Monday, 7 July 2014
Suicide in the Trenches - Siegfreid Lorraine Sassoon ( 8//9/1886- 1/9/67)
Following my recent post on Armed Forces Day, a poem by Siegfried Sassoon.
The trenches of the First World War were a vast area of darkness and danger, dank and miserable conditions, often infested with rats who ate the flesh of the dead. The stench of unwashed humanity, all squashed together, combined with the smell of rotting flesh, and overflowing latrines, and the lingering smell of death and battle on accounts must have been unbearable.

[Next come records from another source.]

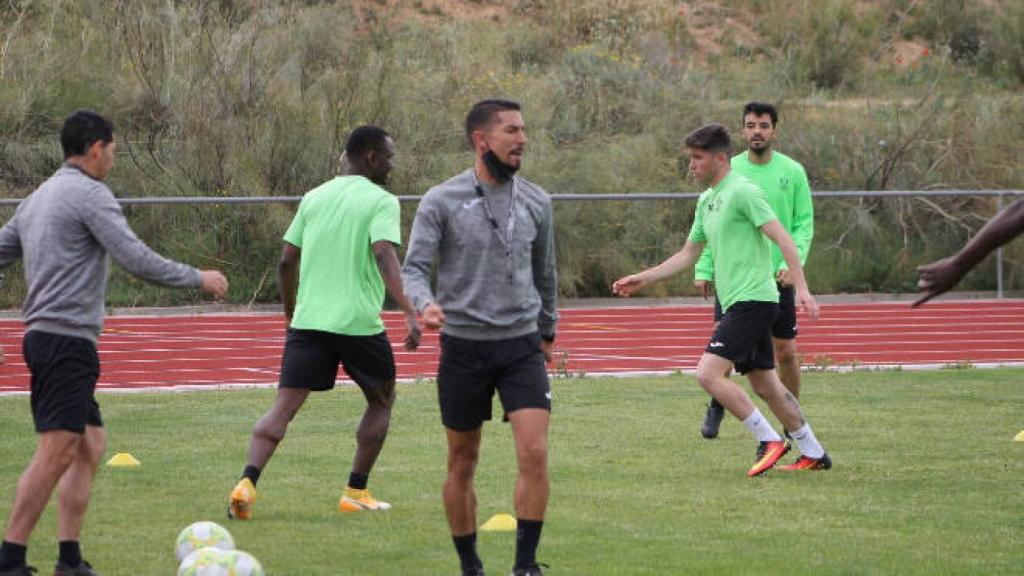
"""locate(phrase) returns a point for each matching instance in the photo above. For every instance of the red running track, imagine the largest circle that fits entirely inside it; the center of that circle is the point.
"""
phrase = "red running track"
(208, 351)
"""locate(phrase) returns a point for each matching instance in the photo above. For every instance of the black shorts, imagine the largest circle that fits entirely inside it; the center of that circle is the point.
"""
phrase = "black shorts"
(311, 359)
(65, 370)
(784, 327)
(743, 335)
(470, 371)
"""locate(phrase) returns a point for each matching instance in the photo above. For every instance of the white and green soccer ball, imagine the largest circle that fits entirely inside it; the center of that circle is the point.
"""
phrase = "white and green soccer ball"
(202, 562)
(201, 535)
(238, 563)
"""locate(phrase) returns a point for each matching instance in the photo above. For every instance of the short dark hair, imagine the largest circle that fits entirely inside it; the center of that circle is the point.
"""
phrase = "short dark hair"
(760, 109)
(710, 137)
(366, 138)
(483, 113)
(83, 128)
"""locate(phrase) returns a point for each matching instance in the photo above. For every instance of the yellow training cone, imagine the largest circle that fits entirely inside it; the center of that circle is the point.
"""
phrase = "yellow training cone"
(499, 523)
(123, 459)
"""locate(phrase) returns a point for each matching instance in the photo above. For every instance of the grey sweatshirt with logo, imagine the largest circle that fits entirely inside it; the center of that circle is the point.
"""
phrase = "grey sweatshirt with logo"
(66, 232)
(487, 288)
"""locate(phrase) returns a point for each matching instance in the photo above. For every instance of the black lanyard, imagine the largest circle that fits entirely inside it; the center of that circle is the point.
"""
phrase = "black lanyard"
(510, 230)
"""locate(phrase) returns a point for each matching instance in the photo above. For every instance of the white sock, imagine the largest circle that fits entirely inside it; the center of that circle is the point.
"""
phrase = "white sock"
(760, 427)
(808, 445)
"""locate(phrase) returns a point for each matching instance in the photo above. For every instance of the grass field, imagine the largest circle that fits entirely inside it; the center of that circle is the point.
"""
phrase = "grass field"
(927, 481)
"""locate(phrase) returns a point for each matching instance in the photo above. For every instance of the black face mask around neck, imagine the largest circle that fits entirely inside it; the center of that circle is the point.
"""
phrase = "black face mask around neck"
(499, 170)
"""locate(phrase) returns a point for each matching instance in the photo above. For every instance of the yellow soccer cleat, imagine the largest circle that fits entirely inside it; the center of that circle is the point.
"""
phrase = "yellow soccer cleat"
(241, 504)
(354, 500)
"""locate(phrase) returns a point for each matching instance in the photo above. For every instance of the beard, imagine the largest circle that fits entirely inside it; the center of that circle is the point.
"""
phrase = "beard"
(499, 170)
(759, 148)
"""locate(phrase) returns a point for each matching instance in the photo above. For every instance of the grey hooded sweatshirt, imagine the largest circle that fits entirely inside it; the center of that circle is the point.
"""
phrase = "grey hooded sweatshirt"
(493, 283)
(64, 231)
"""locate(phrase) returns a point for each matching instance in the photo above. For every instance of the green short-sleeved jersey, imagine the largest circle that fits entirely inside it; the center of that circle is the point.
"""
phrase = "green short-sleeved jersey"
(784, 183)
(340, 287)
(729, 217)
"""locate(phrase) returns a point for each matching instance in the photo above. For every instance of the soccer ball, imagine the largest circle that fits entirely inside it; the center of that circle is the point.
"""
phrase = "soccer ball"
(201, 562)
(200, 535)
(238, 563)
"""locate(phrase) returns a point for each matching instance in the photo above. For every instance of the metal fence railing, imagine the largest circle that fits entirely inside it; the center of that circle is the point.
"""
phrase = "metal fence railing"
(220, 200)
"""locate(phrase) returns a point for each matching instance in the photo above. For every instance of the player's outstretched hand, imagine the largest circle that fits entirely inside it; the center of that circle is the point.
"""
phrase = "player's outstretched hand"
(433, 317)
(214, 283)
(807, 302)
(628, 285)
(937, 278)
(413, 332)
(784, 278)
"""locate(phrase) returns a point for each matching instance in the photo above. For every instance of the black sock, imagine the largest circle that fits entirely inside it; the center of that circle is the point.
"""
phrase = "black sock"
(71, 552)
(252, 472)
(358, 481)
(527, 536)
(466, 546)
(11, 554)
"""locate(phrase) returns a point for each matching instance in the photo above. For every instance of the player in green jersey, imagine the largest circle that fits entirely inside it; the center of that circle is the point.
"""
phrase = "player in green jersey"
(784, 182)
(734, 219)
(339, 258)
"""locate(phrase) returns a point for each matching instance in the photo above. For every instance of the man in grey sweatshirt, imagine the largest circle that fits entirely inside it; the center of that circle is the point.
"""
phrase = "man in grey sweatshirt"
(65, 232)
(492, 235)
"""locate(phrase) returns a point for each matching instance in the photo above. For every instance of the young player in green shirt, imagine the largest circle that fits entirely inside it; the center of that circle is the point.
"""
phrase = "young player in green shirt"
(338, 259)
(734, 219)
(784, 182)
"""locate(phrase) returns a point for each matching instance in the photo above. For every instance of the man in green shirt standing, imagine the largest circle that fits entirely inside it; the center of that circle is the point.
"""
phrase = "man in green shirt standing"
(734, 219)
(340, 252)
(784, 182)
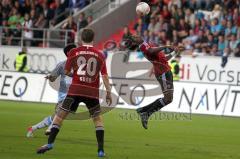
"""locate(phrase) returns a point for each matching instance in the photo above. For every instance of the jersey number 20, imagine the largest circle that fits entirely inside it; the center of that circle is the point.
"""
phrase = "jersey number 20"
(86, 67)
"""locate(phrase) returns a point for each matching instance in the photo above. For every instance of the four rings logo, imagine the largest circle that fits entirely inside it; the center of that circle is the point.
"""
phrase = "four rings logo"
(41, 63)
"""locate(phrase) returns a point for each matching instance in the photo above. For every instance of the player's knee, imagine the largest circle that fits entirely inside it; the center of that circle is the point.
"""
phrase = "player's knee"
(168, 99)
(98, 121)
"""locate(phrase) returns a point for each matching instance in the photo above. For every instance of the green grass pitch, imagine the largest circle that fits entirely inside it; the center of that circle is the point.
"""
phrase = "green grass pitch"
(204, 137)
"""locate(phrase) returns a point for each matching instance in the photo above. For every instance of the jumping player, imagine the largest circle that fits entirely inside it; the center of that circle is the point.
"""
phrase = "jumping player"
(86, 63)
(65, 82)
(162, 73)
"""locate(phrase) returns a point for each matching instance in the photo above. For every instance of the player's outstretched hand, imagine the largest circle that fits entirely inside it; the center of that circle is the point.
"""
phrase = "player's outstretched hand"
(109, 99)
(50, 78)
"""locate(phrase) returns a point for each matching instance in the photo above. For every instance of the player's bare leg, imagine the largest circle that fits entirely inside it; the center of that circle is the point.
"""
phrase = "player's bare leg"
(57, 122)
(147, 111)
(98, 122)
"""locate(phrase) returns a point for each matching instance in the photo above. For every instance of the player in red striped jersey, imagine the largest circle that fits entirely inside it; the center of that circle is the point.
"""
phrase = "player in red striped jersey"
(87, 63)
(162, 72)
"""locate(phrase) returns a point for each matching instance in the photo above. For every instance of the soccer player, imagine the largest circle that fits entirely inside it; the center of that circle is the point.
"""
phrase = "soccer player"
(86, 63)
(162, 73)
(65, 82)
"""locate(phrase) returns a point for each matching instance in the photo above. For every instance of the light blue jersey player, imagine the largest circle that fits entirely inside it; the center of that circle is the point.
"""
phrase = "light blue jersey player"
(65, 82)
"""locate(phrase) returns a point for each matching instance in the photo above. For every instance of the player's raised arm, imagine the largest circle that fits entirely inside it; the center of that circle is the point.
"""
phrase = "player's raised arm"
(108, 89)
(155, 50)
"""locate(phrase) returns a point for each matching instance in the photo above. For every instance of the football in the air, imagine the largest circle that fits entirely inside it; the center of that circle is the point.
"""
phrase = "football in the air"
(142, 8)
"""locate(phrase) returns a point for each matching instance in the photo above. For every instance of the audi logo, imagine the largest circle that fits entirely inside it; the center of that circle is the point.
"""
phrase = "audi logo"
(41, 63)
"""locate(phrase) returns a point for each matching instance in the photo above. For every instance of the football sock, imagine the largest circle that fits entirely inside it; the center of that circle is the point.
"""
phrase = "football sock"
(153, 107)
(54, 131)
(156, 106)
(100, 137)
(44, 123)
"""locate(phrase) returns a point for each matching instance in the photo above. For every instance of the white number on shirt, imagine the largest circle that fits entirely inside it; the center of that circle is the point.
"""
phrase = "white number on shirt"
(86, 66)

Siegfried Sassoon witnessed all this and came to see and understand the futility of conflict. In the following poem, the line ' No one spoke of him again.' illustrates how many soldiers found dead in the trenches at the time were simply forgotten. All this suffering, erased, because death which occurred in such vast numbers simply merged into one. Over 16 million deaths and 20 million wounded in what is considered to be among the deadliest of
conflicts in human history.
We should not forget the 306 British and Commonwealth soldiers who were shot on the orders of the military top brass, many suffering from shell shock, and what is now known as Post Traumatic Stress. Charged with desertion after becoming dazed and confused, young disturbed, traumatised teenagers some of them , who had simply volunteered for duty.
Many other soldiers during the First World War were driven to suicide, or left with mental exhaustion, depression and shell shock because of this war.
It has taken time, but the stigma of mental health issues caused by conflict are very real indeed. In the end no glory in war, only sadness, this is how I choose to remember. This why humanity too, should not forget the barbarity and futility that the world has ever known.
Suicide in the Trenches
I knew a simple soldier boy
Who grinned at life in empty joy.
Slept soundly through the lonesome dark.
And whistled early with the lark.
In winter trenches, cowed and glum,.
With crumps and lice and lack of rum,
He put a bullet through his brain.
No one spoke of him again.
You smug-faced crowds with kindling eye
Who cheer when soldier lads march by.
Sneak home and pray you'll never know
The hell where youth and laughter go.